One of the most crucial properties of Apache Lucene, and thus Solr, is the Lucene directory implementation. The directory interface provides an abstraction layer for Lucene on all the I/O operations. Although choosing the right directory implementation seems simple, it can affect the performance of your Solr setup in a drastic way. This recipe will show you how to choose the right directory implementation.
In order to use the desired directory, all you need to do is choose the right directory factory implementation and inform Solr about it. Let's assume that you would like to use NRTCachingDirectory
as your directory implementation. In order to do that, you need to place (or replace if it is already present) the following fragment in your solrconfig.xml
file:
<directoryFactory name="DirectoryFactory" class="solr.NRTCachingDirectoryFactory" />
And that's all. The setup is quite simple, but what directory factories are available to use? When this book was written, the following directory factories were available:
solr.StandardDirectoryFactory
solr.SimpleFSDirectoryFactory
solr.NIOFSDirectoryFactory
solr.MMapDirectoryFactory
solr.NRTCachingDirectoryFactory
solr.RAMDirectoryFactory
So now let's see what each of those factories provide.
Before we get into the details of each of the presented directory factories, I would like to comment on the directory factory configuration parameter. All you need to remember is that the name
attribute of the directoryFactory
tag should be set to DirectoryFactory
and the class
attribute should be set to the directory factory implementation of your choice.
If you want Solr to make the decision for you, you should use solr.StandardDirectoryFactory
. This is a filesystem-based directory factory that tries to choose the best implementation based on your current operating system and Java virtual machine used. If you are implementing a small application, which won't use many threads, you can use solr.SimpleFSDirectoryFactory
which stores the index file on your local filesystem, but it doesn't scale well with a high number of threads. solr.NIOFSDirectoryFactory
scales well with many threads, but it doesn't work well on Microsoft Windows platforms (it's much slower), because of the JVM bug, so you should remember that.
solr.MMapDirectoryFactory
was the default directory factory for Solr for the 64-bit Linux systems from Solr 3.1 till 4.0. This directory implementation uses virtual memory and a kernel feature called mmap
to access index files stored on disk. This allows Lucene (and thus Solr) to directly access the I/O cache. This is desirable and you should stick to that directory if near real-time searching is not needed.
If you need near real-time indexing and searching, you should use solr.NRTCachingDirectoryFactory
. It is designed to store some parts of the index in memory (small chunks) and thus speed up some near real-time operations greatly.

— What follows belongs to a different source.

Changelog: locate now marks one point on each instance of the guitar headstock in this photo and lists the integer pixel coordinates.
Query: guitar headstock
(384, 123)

The last directory factory, solr.RAMDirectoryFactory
, is the only one that is not persistent. The whole index is stored in the RAM memory and thus you'll lose your index after restart or server crash. Also you should remember that replication won't work when using solr.RAMDirectoryFactory
. One would ask, why should I use that factory? Imagine a volatile index for an autocomplete functionality or for unit tests of your queries' relevancy. Just anything you can think of, when you don't need to have persistent and replicated data. However, please remember that this directory is not designed to hold large amounts of data.